La « bulle » du palais de justice a surtout permis des rapprochements entre parties civiles, certaines ont retrouvé le « héros » ou « l’héroïne » croisé ce soir-là, le pompier ou le policier qui les a guidées en dehors de l’horreur. On a vu des victimes plaisanter avec des avocats de la défense, se retrouver autour d’un verre après les audiences. Une communauté humaine qui se poursuivra peut-être après le procès, alors que beaucoup appréhendent le grand vide qu’il laissera.

Une audience chamboulée par le Covid-19

Le verdict devait initialement être prononcé le 25 mai. Il sera finalement rendu un mois plus tard. En cause, l’épidémie de Covid-19 qui n’a pas épargné les accusés de ce procès, repoussant à quatre reprises les débats d’une semaine. Pour le président, ce fut un casse-tête répété puisqu’il fallut à chaque fois réorganiser le calendrier, trouver une nouvelle date pour les témoins qui devaient être entendus en jonglant avec les agendas des nombreux acteurs de ce dossier. Le contexte sanitaire a aussi imposé des masques dissimulant les traits de tous les acteurs, et il fallut attendre le printemps pour découvrir les visages de Jean-Louis Périès ou des accusés. Les trois avocats généraux n’ont, eux, tombé leurs masques qu’une seule fois : au moment du réquisitoire.

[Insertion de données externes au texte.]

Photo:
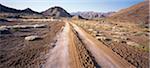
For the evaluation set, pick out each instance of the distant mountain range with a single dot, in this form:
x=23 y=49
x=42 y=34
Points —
x=138 y=13
x=4 y=9
x=56 y=12
x=92 y=15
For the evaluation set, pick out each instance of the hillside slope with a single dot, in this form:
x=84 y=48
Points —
x=138 y=14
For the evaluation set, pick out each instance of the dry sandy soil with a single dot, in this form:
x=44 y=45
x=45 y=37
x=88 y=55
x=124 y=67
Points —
x=16 y=52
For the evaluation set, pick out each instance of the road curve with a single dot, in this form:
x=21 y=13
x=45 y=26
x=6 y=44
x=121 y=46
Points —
x=59 y=55
x=77 y=49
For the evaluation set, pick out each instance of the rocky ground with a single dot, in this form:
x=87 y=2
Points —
x=16 y=52
x=130 y=41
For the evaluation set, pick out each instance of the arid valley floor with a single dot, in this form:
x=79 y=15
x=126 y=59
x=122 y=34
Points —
x=37 y=41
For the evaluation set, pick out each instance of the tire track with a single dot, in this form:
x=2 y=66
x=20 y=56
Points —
x=104 y=56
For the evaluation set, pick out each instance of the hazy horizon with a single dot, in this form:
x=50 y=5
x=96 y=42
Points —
x=71 y=6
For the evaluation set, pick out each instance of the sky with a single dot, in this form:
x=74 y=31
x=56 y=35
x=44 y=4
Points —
x=72 y=5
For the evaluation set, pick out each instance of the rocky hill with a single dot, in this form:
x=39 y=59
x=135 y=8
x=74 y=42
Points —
x=92 y=15
x=4 y=9
x=138 y=13
x=56 y=12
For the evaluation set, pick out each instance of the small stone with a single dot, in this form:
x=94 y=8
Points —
x=31 y=38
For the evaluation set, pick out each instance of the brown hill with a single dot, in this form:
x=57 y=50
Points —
x=138 y=13
x=5 y=9
x=56 y=12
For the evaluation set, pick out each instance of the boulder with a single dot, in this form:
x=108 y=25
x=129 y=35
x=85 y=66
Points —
x=32 y=38
x=132 y=43
x=39 y=25
x=4 y=30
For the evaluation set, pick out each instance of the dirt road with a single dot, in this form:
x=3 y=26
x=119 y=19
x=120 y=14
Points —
x=77 y=49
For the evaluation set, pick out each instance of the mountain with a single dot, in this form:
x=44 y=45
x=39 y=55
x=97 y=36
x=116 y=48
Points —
x=56 y=12
x=29 y=11
x=4 y=9
x=92 y=15
x=138 y=13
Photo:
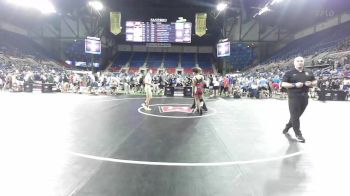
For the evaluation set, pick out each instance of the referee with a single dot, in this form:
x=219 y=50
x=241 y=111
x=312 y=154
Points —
x=297 y=81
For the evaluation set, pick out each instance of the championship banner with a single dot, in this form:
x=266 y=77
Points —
x=115 y=22
x=201 y=24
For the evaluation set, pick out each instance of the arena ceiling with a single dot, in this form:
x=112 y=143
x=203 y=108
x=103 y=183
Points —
x=292 y=15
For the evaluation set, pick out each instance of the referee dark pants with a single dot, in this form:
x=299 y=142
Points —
x=297 y=106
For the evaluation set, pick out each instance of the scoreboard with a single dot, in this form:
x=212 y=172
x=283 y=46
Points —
x=159 y=32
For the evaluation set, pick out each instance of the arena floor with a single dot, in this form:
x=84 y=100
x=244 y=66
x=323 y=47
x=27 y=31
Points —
x=81 y=145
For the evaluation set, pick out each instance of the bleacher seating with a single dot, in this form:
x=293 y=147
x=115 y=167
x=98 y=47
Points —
x=188 y=60
x=21 y=44
x=121 y=59
x=171 y=60
x=313 y=44
x=241 y=56
x=155 y=59
x=138 y=59
x=205 y=60
x=187 y=70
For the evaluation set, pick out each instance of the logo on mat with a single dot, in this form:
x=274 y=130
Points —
x=167 y=109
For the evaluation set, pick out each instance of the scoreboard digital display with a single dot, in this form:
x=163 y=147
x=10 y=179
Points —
x=158 y=32
x=93 y=45
x=223 y=49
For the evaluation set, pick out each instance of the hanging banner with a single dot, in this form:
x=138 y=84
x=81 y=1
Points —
x=201 y=24
x=115 y=22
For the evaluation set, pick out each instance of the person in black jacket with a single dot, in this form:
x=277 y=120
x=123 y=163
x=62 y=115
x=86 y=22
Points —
x=297 y=81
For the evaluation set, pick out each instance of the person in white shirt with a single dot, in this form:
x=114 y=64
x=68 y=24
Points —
x=148 y=89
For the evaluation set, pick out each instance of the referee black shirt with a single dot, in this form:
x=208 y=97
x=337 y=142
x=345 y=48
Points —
x=294 y=76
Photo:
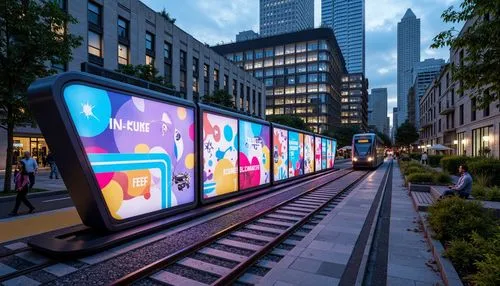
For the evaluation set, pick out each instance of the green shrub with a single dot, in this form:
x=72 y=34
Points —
x=488 y=271
x=454 y=218
x=450 y=164
x=434 y=160
x=486 y=167
x=441 y=178
x=422 y=177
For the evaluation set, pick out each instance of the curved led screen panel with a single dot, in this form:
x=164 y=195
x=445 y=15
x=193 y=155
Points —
x=220 y=155
x=127 y=155
x=254 y=156
x=295 y=153
x=308 y=154
x=317 y=154
x=280 y=154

Pour le reste, l’organisation de ce procès a été largement saluée. L’idée des badges aux cordons colorés permettant d’identifier avocats, journalistes, parties civiles acceptant de répondre aux médias et celles préférant ne pas être interrogées, a fait l’unanimité. Tout comme la cellule de soutien psychologique présente sur place et par téléphone pour ceux qui suivaient le procès à distance par l’intermédiaire de la webradio.

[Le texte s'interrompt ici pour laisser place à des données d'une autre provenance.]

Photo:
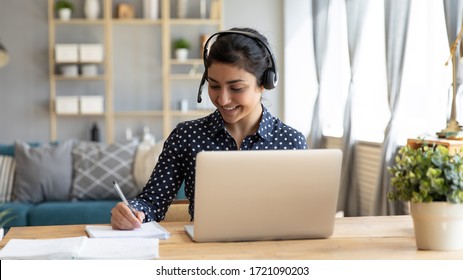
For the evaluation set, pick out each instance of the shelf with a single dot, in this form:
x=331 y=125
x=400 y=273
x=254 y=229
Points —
x=79 y=78
x=192 y=61
x=186 y=76
x=157 y=83
x=80 y=115
x=191 y=113
x=79 y=22
x=139 y=21
x=154 y=113
x=195 y=21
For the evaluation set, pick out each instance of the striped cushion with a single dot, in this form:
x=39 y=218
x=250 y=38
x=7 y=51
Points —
x=96 y=166
x=7 y=170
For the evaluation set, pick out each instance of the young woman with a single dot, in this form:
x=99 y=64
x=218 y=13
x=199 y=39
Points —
x=238 y=68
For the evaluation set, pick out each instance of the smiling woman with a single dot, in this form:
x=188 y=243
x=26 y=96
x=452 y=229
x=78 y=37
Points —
x=238 y=68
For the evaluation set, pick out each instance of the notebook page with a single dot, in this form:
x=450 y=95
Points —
x=151 y=229
x=42 y=249
x=120 y=248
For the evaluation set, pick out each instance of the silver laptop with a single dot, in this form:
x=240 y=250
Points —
x=265 y=195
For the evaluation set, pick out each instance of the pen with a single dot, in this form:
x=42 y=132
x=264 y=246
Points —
x=122 y=196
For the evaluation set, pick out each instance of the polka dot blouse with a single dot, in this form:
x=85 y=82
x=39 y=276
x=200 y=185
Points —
x=177 y=160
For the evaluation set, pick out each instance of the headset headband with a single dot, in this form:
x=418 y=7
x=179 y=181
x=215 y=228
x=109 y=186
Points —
x=270 y=77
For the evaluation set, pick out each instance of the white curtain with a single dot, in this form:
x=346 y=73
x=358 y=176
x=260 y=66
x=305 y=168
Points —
x=320 y=12
x=349 y=191
x=453 y=19
x=397 y=14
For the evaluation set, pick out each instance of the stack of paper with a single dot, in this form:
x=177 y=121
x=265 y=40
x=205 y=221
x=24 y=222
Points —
x=81 y=248
x=148 y=230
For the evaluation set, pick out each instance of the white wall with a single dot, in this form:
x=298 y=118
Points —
x=24 y=84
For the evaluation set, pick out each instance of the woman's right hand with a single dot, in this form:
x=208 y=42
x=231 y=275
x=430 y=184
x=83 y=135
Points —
x=122 y=217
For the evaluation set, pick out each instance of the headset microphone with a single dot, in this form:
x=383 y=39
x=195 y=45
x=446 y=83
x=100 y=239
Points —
x=270 y=76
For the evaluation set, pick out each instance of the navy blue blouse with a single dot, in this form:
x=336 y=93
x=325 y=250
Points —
x=177 y=160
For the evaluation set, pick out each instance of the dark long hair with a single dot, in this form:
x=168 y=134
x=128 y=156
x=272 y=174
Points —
x=241 y=51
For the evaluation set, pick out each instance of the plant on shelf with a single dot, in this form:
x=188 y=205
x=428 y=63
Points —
x=64 y=9
x=181 y=47
x=431 y=179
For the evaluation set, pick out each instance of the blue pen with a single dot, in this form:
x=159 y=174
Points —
x=122 y=196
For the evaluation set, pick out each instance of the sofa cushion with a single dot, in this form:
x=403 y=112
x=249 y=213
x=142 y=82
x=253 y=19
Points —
x=145 y=159
x=72 y=212
x=7 y=171
x=97 y=165
x=17 y=214
x=43 y=173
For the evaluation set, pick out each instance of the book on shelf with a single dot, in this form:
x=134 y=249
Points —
x=81 y=247
x=148 y=230
x=215 y=9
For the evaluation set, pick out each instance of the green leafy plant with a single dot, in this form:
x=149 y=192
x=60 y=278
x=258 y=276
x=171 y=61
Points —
x=426 y=174
x=181 y=44
x=62 y=4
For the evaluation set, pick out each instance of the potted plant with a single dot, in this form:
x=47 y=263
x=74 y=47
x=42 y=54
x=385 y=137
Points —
x=431 y=179
x=64 y=9
x=181 y=47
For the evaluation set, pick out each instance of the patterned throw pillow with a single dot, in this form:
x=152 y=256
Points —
x=145 y=159
x=7 y=170
x=97 y=165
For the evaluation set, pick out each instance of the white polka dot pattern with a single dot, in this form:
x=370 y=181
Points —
x=177 y=160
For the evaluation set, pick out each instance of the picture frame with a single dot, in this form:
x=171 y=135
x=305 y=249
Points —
x=125 y=11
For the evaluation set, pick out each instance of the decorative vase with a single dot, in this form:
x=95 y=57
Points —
x=181 y=8
x=151 y=9
x=181 y=54
x=64 y=13
x=438 y=225
x=92 y=9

De cette webradio, mise en place spécialement pour ce procès, les différents acteurs du procès du 13-Novembre tirent un bilan positif, malgré quelques comportements addictifs signalés. Le dispositif sera donc reconduit pour celui de l’attentat de Nice qui commencera à Paris le 5 septembre prochain. Il sera cette fois accessible depuis les outre-mer et l’étranger, et une traduction est prévue. Cela n’a pas été possible pour le procès du 13-Novembre, malgré des demandes répétées en ce sens. En cause, les risques d’attaques informatiques mais aussi la difficulté de sanctionner ceux qui, hors de France, auraient enregistré les débats. Toute captation était en effet interdite.

La suite

Compte tenu de l’écart parfois abyssal entre les réquisitions et les plaidoiries de la défense, il est probable que des parties interjettent appel à l’issue du verdict, prévu dans la soirée du 29 juin. En attendant un éventuel procès en appel, six des vingt accusés du 13-Novembre seront jugés à partir du 10 octobre prochain à Bruxelles pour les attentats commis le 22 mars 2016 dans la capitale belge. Il s’agit de Salah Abdeslam, Mohamed Abrini – « l’homme au chapeau » de l’aéroport de Zaventem –, Sofien Ayari, Oussama Krayem, Ali El Haddad Assoufi et Oussama Atar, présumé mort en Syrie et donc jugé par défaut.

Les images du procès du 13-Novembre, intégralement filmées, seront conservées aux Archives nationales. Elles pourront être communiquées à des fins historiques ou scientifiques dès lors qu’un jugement définitif aura été rendu, c’est-à-dire quand il n’y aura plus de recours possible. Leur diffusion et reproduction ne sera libres qu’au bout de 50 ans. L’immense salle de 550 places, construite exprès pour ce procès et qualifiée par certains de « cathédrale laïque », n’a quant à elle pas vocation à durer. Même si d’autres procès pourraient s’y tenir, elle devrait être démontée dans quelques années.